Housing crisis will not improve soon

Experts warn of a serious housing shortage within the next five years. PHOTO | FILE| NATION MEDIA GROUP

What you need to know:

  • For instant, a 2015 report Knight Frank, a global property consultancy firm, for the year ending September 2015 indicates that the housing prices in the country have for this year alone, risen by over 3.5 per cent.

  • The report indicates that on a six-month basis, asking prices for houses in the country, and particular Nairobi, went up 1.1 per cent while a 0.2 per cent increase was recorded for the three months to September.

  • The country’s property market is touted as the third most developed in Sub- Saharan Africa behind Namibia and South Africa.

Poor financing, bureaucracy, corruption and lack of government support continues to delay the country’s quest to bridge the housing gap across the region.

Despite making great strides in improving the housing condition in the country, critics have argued that little has been done to accommodate the surging population at the capital in Nairobi and across the region.

Already, market observers have warned of an acute shortage of housing to cater to the growing middle class within the next few years.

Property consultancy company HassConsult, in an annual report released last year on the country’s property trends said that while the middle upper and above huosing markets are facing  a housing glut, the lower middle class is finding it difficult to locate suitable housing, either for purchase or to rent. 

“Matters have further been complicated by a sharp increases in land rates and county government construction fees which have in the process increased financial disincentives to housing development,” says the first-ever annual report on the state of development launched in partnership with the Kenya Property Developers Association.

Consequently, counties of Kisumu, Nakuru, Mombasa among others have also expressed concerns over lack of housing.

Also, while a majority of housing developments have focused on the upper middle-class, little focus has been made on the lower tier of middle income earners.

Property developers who spoke to DN2 opined that even though numerous efforts were being put in place to meet the growing demand, constant frustrations from both government departments and regulators was stifling the process.

Ms Elizabeth Mwangi—Oluoch, chief executive officer of the Kenya Property developers Association said that unless the challenges facing developers are addressed, provision of affordable housing may not be achieved soon.

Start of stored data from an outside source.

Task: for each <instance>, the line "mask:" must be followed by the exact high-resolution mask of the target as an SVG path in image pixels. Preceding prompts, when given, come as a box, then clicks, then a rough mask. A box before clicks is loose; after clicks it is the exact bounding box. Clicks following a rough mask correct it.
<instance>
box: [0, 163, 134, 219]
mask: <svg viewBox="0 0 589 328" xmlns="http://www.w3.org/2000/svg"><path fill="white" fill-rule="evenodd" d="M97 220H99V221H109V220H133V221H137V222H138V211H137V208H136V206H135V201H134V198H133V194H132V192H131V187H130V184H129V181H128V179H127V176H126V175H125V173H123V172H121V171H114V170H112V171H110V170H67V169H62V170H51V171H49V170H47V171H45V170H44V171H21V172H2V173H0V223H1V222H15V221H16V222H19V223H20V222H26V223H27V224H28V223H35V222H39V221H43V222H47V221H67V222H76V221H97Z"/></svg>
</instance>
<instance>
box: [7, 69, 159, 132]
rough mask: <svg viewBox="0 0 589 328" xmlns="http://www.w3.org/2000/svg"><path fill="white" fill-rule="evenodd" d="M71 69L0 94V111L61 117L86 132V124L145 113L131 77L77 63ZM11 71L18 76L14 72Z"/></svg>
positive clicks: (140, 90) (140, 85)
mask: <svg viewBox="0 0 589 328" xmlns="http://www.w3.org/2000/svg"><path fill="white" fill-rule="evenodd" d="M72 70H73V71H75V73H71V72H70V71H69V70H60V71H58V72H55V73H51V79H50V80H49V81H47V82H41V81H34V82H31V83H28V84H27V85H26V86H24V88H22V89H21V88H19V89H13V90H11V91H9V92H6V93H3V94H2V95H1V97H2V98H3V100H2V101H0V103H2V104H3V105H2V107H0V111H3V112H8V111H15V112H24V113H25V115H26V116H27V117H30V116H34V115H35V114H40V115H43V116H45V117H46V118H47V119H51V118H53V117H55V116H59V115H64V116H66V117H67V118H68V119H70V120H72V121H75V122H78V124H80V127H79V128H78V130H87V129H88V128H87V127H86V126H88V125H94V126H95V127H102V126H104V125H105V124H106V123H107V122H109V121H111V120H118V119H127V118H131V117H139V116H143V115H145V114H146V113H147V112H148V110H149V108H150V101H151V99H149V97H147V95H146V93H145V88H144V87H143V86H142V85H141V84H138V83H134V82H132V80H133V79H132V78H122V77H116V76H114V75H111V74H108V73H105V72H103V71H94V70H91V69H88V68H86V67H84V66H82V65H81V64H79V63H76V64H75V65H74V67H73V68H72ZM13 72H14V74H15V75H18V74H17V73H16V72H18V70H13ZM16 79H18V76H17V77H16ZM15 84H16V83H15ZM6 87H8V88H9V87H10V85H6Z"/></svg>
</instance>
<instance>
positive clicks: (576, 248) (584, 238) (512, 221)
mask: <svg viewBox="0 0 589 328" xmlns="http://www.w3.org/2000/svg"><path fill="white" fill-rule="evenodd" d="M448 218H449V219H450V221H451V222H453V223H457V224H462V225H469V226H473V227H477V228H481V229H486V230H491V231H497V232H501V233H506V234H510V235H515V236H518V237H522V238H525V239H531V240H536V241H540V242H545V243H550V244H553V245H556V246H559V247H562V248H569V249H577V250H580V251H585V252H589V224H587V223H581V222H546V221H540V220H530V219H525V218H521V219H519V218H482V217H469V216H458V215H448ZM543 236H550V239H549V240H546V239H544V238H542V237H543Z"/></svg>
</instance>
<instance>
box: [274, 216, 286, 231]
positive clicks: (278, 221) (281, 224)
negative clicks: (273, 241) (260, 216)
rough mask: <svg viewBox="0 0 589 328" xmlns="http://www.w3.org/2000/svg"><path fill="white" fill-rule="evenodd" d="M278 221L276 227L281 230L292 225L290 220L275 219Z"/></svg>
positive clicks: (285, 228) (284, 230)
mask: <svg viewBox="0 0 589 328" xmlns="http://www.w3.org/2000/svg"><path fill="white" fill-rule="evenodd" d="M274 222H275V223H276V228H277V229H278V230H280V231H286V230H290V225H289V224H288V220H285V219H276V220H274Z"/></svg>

“The demand still continues to surpass supply and with greater public and private sector engagement, innovative ways can be generated to reduce the cost of housing and help meet the growing demand for housing in Kenya,” she said.

Ms Mwangi said that corruption both in the private and public sectors have made basic procedures in a developer putting up affordable housing much more expensive. This cost is then borne by home buyers. The result, she argues, haa rise in house prices, a situation that has prevented a majority of Kenyans from purchasing or renting. 

For instant, a 2015 report Knight Frank, a global property consultancy firm, for the year ending September 2015 indicates that the housing prices in the country have for this year alone, risen by over 3.5 per cent.

The report indicates that on a six-month basis, asking prices for houses in the country, and particular Nairobi, went up 1.1 per cent while a 0.2 per cent increase was recorded for the three months to September.

The country’s property market is touted as the third most developed in Sub- Saharan Africa behind Namibia and South Africa.

“An example of this is evident in the general paying of various levies, permits and licenses required when one is putting up a development. When a developer is seeking for permits from various regulatory bodies, they are forced to pay bribes to “facilitate” the rapid conclusion of getting their licenses or permits approved,” said Ms Mwangi.

Besides corruption, property developers, Ms Mwangi says, have also had to content with poor or lack of better financing both from banks and other lenders.

This is partly because besides stringent rules and interest rates charged on bank loans, developers also suffer slow payments of loans, a situation that she says leads to one having to pay triple the amount their borrowed from the institutions.

Similarly, inefficient land processes have also been attributed to the slow development of housing projects in the country. This is because, according to developers, basic processes like registration of property has since cumbersome, lengthy and expensive.

This is besides the manual of the titling process which leaves a lot of room for mischief, according to Ms Mwangi.

“Currently, the issuance of title deeds, sub title registration is lengthy with many developers being informed that their title deeds cannot be traced at the Ministry. This is code for ‘I want a bribe’.

“Also making developments take longer to finish which eventually increases the cost of construction and thus reducing a developer’s ability to lower the cost of housing,” she said.

Finally, according to the developers, the country’s property industry has also suffered a lack of adequate government support in form of incentives payable to developers who carry out affordable housing projects and an absence of tax relief for affordable housing project developers.

The property sector also faces the criticism of lack of concurrence in development of infrastructure vis-à-vis housing development in the regions.